Game level one is individual letters -- some of which are represented by chords, some by single keys -- in a split-screen format, to encourage people to use both hands. So you have S-, left side S, and -S, right side S. At first you only get one at a time, but eventually you start having to press two letters, one on each side of the screen, at the same time. I don't know if there should be multiple plovercrafts or if one plovercraft should phase shift so it's able to hit every letter simultaneously, then coalesce back into its singular form -- but that's something we can hammer out during the design process. The main thing is that every time someone hits the right letter and scores a point, they're reinforcing the keys in their muscle memory. They can have a choice of a game with single keys that starts slow and gets faster, or a game that keeps the same pace but starts with single keys and moves up to chords. At first you're allowed to stagger the keypresses, first hitting S- and then -S for a two-stroke point. But after a while you'll be penalized if you don't hit them more or less simultaneously. Tiny incremental steps with visual and auditory reinforcements all along the way -- that's the way to get someone hooked. Once they've fully internalized the keyboard, they go back to the tutor. Again, it'll follow the rough plan of the Steno 101 series (which I swear I'll finish someday, though possibly not before summer, I'm afraid.) After you complete each tutorial, you unlock a game, and each game you unlock becomes more complex and immersive.

Eventually, I'd like to offer at least half a dozen Hover Plover minigames, in every style of classic gaming, from a platformer (where your plover moves forward at a constant rate, but you've got to strike the right chord at the right time to make him jump, or else he'll smack into something and the plovercraft will shoot out from under him), to a bird's eye space shooter (along the lines of TypeStriker, where words fly around and shoot your plovercraft, and you have to stroke them out to auto-target your lasers on them before they can deplete your shields; a good dictionary builder and memory recall tool) to a rhythm music game (the Plover mailing list has already talked about this one a bit, with the working title of "Steno Hero"), for a more integrated intermediate to advanced drill, writing actual complete sentences at a rate defined by your own favorite songs. A package of several minigames, all unified by the simple plover-in-a-hovercraft motif, would let students focus on different aspects of steno writing without getting bored by just drilling the same thing all the time.

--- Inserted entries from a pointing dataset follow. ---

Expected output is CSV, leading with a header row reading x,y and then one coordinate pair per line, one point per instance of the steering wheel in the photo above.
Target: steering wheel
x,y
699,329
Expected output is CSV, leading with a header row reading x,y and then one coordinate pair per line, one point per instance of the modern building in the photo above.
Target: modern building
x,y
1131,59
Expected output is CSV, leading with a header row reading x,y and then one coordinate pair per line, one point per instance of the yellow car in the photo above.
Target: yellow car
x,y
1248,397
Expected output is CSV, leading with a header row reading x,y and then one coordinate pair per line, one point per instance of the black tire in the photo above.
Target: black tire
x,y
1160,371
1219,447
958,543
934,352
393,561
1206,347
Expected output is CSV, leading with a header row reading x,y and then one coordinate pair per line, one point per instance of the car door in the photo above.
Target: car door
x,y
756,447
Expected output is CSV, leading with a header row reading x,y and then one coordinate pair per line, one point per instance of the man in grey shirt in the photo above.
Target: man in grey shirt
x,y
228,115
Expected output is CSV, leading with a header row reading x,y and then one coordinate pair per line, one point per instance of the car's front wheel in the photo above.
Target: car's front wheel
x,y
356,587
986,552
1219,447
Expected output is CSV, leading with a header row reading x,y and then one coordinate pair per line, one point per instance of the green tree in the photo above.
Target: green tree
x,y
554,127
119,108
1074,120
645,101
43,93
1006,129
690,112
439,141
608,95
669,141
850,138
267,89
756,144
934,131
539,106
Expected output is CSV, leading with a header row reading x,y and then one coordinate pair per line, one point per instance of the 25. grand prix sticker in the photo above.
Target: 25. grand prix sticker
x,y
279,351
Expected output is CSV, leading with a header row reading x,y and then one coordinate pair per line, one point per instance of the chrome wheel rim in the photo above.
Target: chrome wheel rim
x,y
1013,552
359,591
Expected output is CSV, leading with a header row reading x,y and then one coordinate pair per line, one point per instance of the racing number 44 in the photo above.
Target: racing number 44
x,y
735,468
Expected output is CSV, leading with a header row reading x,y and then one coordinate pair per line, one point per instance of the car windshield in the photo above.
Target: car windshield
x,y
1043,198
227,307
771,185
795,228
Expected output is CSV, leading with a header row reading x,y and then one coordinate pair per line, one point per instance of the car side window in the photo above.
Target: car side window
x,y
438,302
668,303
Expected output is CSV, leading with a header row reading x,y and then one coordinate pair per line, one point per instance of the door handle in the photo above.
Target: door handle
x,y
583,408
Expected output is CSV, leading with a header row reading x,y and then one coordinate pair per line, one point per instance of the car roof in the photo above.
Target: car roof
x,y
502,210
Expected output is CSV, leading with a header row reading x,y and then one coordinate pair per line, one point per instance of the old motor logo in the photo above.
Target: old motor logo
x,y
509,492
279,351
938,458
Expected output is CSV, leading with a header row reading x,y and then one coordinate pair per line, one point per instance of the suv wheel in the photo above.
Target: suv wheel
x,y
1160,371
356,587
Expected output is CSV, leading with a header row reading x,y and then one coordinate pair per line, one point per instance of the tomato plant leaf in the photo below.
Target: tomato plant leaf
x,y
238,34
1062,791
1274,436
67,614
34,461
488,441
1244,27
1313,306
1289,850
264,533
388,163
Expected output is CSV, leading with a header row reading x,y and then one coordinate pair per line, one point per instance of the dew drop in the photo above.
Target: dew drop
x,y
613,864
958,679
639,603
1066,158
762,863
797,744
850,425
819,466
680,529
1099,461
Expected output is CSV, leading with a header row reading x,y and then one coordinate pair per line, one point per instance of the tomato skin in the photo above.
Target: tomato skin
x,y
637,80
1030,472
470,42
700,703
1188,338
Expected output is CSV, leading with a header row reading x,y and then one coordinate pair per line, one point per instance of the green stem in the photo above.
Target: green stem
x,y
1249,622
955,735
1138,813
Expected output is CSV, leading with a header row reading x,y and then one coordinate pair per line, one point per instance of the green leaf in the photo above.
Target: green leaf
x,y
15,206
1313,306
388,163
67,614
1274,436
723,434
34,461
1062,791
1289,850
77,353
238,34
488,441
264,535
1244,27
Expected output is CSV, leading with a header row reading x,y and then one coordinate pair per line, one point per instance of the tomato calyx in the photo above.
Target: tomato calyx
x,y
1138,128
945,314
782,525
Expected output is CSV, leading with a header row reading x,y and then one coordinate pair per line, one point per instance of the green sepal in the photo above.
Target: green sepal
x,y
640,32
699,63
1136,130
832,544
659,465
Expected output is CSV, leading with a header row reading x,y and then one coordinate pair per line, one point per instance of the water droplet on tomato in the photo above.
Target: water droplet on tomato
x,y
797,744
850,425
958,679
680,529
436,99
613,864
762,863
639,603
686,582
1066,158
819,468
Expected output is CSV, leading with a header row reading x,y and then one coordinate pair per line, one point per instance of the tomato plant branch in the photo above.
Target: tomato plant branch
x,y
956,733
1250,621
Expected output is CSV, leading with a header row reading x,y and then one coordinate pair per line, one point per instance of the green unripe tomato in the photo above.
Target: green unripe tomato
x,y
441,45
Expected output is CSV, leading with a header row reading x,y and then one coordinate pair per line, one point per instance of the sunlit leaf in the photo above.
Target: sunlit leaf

People would post videos of themselves playing the game on YouTube, and random gamers would stumble across them, wondering how it's possible to type the words of a song as quickly as they're sung, how someone can keep their head while word-emblazoned enemy starships crowd the screen, coming faster and thicker all the time, as the dauntless plovercraft locks on to each, writes their name in a nanosecond, and blows them into smithereens. Once people see how fun the games are to play, they'll want to make the effort to learn how to play them. Then one day they'll look up from their high score table and realize that not only have they spent the past four hours blowing up baddies and buffing up their in-game word arsenal, but now they're able to write emails or sales reports or short stories or blog posts three times faster than they ever could before. That's how we build our secret steno army: We hook 'em, we train 'em, and then we let 'em loose. Who's with me?